Basis set dependence using DFT/B3LYP calculations to model the Raman spectrum of thymine

Raman spectroscopy (including surface enhanced Raman spectroscopy (SERS) and tip enhanced Raman spectroscopy (TERS)) is a highly promising experimental method for investigations of biomolecule damage induced by ionizing radiation. However, proper interpretation of changes in experimental spectra for complex systems is often difficult or impossible, thus Raman spectra calculations based on density functional theory (DFT) provide an invaluable tool as an additional layer of understanding of underlying processes. There are many works that address the problem of basis set dependence for energy and bond length consideration, nevertheless there is still lack of consistent research on basis set influence on Raman spectra intensities for biomolecules.
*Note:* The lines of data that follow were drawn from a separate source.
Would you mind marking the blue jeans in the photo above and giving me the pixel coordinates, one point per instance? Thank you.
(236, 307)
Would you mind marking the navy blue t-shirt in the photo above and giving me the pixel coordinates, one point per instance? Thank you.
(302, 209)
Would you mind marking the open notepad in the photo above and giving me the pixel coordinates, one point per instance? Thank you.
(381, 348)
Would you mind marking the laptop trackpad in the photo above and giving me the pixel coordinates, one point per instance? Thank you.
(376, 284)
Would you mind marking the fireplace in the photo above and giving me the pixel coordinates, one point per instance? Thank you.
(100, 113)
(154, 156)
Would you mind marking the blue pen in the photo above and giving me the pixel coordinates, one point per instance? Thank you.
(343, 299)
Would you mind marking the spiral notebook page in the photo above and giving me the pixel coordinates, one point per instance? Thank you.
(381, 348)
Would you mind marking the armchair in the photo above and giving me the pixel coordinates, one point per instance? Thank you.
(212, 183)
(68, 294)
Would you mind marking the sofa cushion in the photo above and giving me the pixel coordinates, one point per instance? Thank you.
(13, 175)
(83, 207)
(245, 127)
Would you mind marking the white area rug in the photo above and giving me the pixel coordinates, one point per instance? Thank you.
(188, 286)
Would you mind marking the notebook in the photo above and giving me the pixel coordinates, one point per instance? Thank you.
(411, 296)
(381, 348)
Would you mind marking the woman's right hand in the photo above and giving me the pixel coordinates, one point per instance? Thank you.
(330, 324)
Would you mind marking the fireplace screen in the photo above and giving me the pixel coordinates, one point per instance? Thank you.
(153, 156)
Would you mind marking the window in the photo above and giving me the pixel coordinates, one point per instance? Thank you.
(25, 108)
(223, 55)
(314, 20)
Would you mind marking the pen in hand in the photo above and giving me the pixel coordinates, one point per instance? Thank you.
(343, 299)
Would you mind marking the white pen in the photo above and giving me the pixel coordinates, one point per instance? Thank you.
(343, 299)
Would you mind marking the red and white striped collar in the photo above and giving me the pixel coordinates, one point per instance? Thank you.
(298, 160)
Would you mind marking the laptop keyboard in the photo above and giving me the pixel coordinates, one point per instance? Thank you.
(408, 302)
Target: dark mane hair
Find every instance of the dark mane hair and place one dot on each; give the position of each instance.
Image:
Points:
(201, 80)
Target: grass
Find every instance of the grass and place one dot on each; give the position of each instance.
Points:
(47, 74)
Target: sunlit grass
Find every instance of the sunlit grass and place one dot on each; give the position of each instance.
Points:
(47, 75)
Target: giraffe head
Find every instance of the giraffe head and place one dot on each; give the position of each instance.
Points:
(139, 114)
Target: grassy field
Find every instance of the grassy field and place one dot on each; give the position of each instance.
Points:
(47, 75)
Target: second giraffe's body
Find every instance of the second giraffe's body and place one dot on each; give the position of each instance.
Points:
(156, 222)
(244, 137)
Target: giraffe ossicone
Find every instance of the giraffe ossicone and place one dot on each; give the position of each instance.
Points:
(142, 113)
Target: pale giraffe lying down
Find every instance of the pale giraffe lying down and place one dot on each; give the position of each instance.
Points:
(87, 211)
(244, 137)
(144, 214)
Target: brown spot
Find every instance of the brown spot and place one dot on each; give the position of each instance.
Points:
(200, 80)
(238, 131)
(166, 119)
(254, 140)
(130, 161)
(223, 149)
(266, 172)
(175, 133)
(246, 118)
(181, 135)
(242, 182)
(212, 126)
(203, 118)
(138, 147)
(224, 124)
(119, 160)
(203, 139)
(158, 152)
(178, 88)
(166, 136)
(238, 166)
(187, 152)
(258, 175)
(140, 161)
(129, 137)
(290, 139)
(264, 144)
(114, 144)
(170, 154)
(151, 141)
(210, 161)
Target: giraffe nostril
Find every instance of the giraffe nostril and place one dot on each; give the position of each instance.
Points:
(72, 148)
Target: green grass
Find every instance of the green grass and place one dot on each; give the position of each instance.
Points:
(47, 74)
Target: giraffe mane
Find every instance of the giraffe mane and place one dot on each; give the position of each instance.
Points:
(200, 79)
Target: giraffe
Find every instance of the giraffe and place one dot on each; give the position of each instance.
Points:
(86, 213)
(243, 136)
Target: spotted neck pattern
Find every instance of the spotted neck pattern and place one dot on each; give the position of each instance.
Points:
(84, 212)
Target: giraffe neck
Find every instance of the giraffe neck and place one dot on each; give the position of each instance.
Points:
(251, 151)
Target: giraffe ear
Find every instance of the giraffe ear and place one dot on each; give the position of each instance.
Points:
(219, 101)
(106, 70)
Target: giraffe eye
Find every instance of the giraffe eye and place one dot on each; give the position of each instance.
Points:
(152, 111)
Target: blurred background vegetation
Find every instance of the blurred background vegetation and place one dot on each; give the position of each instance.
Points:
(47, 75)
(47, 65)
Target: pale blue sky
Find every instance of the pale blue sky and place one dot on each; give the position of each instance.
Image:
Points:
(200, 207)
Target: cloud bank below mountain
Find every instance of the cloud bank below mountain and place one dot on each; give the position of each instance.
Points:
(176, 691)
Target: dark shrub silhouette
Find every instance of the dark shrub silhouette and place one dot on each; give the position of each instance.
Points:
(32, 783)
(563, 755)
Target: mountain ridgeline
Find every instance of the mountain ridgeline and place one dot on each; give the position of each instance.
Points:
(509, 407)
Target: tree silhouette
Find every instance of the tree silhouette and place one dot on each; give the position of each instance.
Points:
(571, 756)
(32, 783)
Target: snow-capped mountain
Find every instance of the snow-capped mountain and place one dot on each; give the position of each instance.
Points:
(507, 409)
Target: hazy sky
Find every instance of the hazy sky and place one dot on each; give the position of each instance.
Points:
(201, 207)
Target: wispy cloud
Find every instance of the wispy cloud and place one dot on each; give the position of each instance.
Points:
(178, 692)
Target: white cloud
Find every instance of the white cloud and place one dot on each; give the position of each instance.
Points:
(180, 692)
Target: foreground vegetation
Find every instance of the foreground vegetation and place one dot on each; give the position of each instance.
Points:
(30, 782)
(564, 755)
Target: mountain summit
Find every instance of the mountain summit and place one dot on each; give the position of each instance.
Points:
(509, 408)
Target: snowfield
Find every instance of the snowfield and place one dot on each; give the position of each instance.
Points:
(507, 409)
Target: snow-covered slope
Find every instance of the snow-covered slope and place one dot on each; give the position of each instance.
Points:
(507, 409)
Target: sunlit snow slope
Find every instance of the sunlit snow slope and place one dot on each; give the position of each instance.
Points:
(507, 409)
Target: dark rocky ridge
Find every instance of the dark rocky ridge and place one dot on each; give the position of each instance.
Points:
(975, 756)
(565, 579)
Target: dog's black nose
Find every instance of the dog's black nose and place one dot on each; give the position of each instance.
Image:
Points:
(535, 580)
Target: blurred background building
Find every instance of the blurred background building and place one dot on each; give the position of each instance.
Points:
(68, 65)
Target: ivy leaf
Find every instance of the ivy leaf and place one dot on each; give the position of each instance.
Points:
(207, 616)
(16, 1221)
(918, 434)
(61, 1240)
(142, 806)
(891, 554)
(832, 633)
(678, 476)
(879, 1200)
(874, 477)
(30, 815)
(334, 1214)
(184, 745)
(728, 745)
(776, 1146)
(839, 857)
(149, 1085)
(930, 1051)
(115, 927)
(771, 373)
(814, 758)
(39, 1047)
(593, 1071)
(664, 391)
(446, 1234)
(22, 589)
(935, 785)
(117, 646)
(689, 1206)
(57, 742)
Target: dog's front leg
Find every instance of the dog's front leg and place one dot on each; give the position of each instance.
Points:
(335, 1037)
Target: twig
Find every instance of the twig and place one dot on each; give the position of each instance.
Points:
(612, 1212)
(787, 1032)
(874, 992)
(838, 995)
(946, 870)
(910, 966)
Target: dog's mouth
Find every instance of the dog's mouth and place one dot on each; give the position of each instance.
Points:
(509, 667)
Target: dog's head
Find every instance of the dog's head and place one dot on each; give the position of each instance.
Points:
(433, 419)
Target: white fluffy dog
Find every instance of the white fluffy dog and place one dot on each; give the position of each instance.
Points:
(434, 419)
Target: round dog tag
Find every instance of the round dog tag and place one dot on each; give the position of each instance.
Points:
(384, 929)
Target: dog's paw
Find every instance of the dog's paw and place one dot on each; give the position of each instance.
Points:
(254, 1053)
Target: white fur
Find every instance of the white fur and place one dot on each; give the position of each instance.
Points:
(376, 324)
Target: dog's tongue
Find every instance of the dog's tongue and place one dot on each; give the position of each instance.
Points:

This study fills this gap by investigating of the influence of basis set choice for the interpretation of Raman spectra of the thymine molecule calculated using the DFT/B3LYP framework and comparing these results with experimental spectra. Among 19 selected Pople's basis sets, the best agreement was achieved using 6-31+(d,p), 6-31++(d,p) and 6-11++G(d, p) sets. Adding diffuse functions or polarized functions for small basis set or use of a medium or large basis set without diffuse or polarized functions is not sufficient to reproduce Raman intensities correctly. The introduction of the diffuse functions (++) on hydrogen atoms is not necessary for gas phase calculations. This work serves as a benchmark for further research on the interaction of ionizing radiation with DNA molecules by means of ab initio calculations and Raman spectroscopy. Moreover, this work provides a set of new scaling factors for Raman spectra calculation in the framework of DFT/B3LYP method.